By David Dastvar, Linda Hermer, Ph.D., and Ratha Pech, M.S., Ph.D.
In the wake of the COVID-19 pandemic, the Federal Government has many interests in using machine learning to model the nation’s behavioral health. Problems of interest range from determining the number of individuals expected to develop depression or anxiety in response to COVID-19 to anticipating which children will lose their motivation to learn after months of online learning.

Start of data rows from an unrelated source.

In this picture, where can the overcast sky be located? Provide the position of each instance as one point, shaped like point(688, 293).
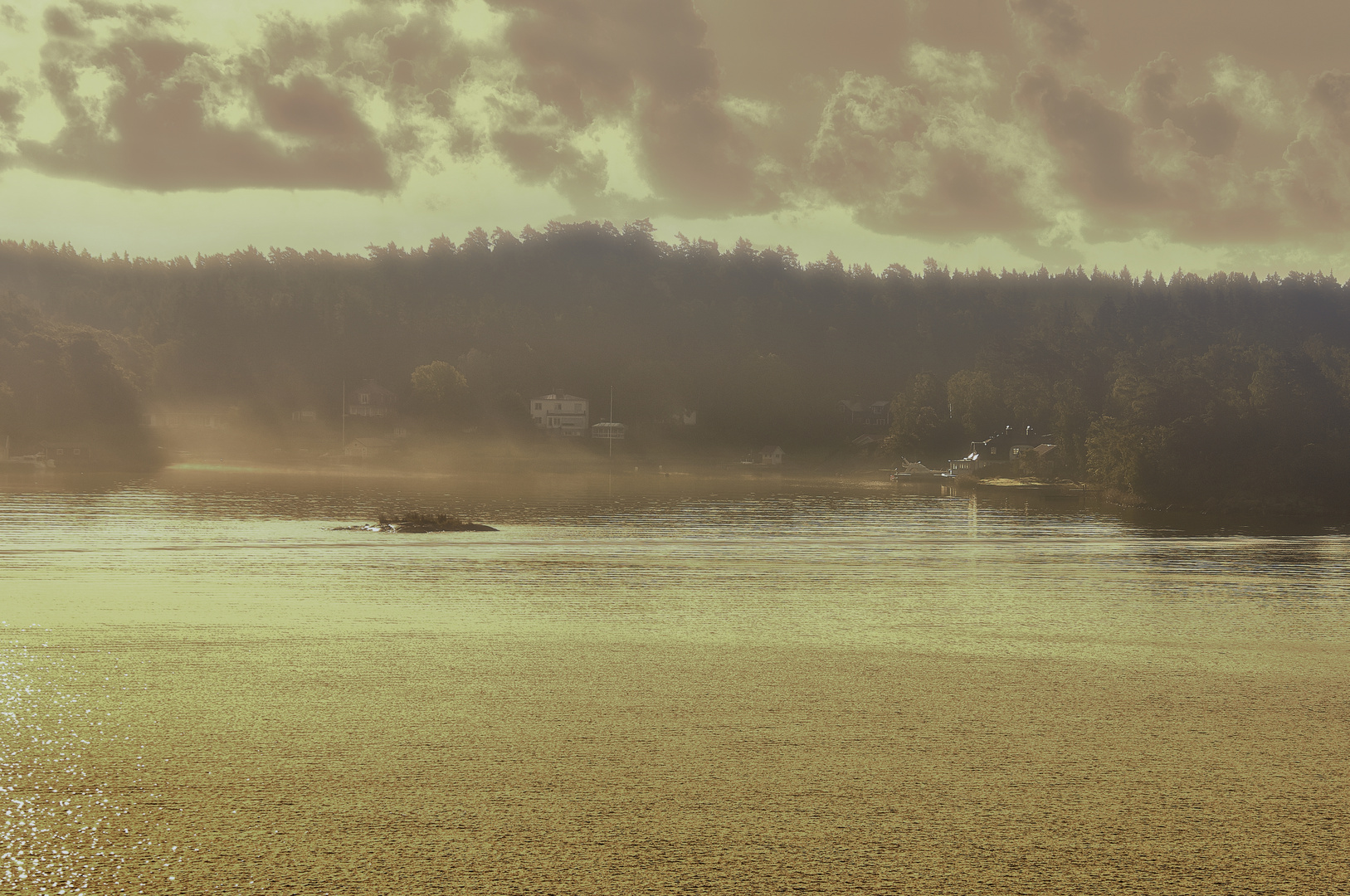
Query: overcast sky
point(983, 133)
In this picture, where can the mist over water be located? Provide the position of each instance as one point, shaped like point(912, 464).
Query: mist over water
point(663, 684)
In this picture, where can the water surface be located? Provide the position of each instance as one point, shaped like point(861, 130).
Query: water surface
point(662, 686)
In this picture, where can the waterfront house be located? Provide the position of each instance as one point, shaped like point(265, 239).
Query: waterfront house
point(372, 400)
point(875, 415)
point(66, 454)
point(998, 448)
point(561, 415)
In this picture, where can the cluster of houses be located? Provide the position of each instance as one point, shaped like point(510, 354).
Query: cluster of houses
point(1003, 447)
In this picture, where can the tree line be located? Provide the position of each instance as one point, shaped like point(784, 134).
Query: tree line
point(1229, 390)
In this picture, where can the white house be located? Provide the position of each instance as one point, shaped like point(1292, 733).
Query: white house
point(561, 415)
point(372, 400)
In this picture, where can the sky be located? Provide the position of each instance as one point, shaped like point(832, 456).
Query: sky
point(1154, 134)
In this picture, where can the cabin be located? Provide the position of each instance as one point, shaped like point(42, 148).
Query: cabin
point(1001, 447)
point(66, 454)
point(372, 400)
point(561, 415)
point(875, 415)
point(187, 419)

This article discusses how machine learning can be applied to major behavioral health problems of interest to the Federal Government and offers advice on building models that are standardized, robust and fair.
Machine Learning Approaches
There are three subtypes of machine learning: (1) supervised learning, (2) unsupervised learning, and (3) reinforcement learning.
Supervised learning models are trained by mapping input data features with the target values, which are then are used to predict the target values of the new or test data. In contrast, in unsupervised learning the training data do not contain the target values. In reinforcement learning, the algorithm starts by employing trial and error to arrive at a solution to the problem, and it is either rewarded or punished on each attempt. Programmed to maximize reward, the algorithm starts from random guesses and through training achieves sophisticated tactics.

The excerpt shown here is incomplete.